David Madden, director of military satellite communications directorate at Air Force Space and Missile Systems Center (AFSMC), said Wednesday the service is crafting an acquisition plan for a “real” competition that will entice contractors to compete. Madden said he had a meeting Wednesday with Defense Department acquisition executive Frank Kendall to figure out how to make competition valuable for companies while ensuring the service can procure satellites at the right price.
Madden said the impetus driving the Air Force’s GPS III acquisition strategy is its austere budget environment. In the old days, he told reporters, the service would give competing contractors “$500 million,” and they’d do their design work before the Air Force had a runoff and selected a winner.
“How do we get them far enough along…in their own investment, and try to keep that investment to a minimum so they can get a return on their investment quickly,” Madden said at a Capitol Hill breakfast hosted by Peter Huessy. “Otherwise, they won’t compete.”
Madden said the Air Force wants to be involved in the competition just enough to understand bidders’ designs, but not get in their way. He said he believes contractors can get to a critical design level a lot faster if the Air Force isn’t “side by side” with them all the way. He also said the Air Force is determining how many satellites it could buy at once to help make it a more “cost effective” model by spreading cost among multiple satellites. Madden said the service is unsure how many DoD will let it procure.

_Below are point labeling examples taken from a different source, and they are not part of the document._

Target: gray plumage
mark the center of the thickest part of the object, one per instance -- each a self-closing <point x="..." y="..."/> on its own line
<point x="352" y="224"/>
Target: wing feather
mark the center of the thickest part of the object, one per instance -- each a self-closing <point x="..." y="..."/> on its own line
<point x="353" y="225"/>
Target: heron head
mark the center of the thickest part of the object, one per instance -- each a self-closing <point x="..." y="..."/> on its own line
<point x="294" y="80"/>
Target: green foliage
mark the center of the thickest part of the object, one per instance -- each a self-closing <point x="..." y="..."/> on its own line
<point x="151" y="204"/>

“What we’re concerned about is long-term cost,” Madden said.
It is also unclear exactly how many satellites the Air Force will compete, but Madden said the service only has authority to procure 12 satellites via sole source. Lockheed Martin [LMT], the GPS III prime contractor, was awarded in 2008 the contract for the GPS III non-flight satellite testbed (GNST) and the first two GPS III space vehicles with priced options for up to 10 additional satellites.
The company was contracted for space vehicles three and four in 2012, five and six in 2013, and seven and eight in 2014, Lockheed Martin said on its website. Madden said the Air Force had two more satellites it was “about to put on order” with Lockheed Martin for a total of 10 GPS III space vehicles. Potential bidders for competed GPS III satellites include Boeing [BA], which developed the GPS IIF series, and Northrop Grumman [NOC], which Madden said had a “lot of understanding” about GPS satellites. Neither company, nor Lockheed Martin, was able to comment by press time Wednesday.
The Air Force declined Wednesday to comment by press time.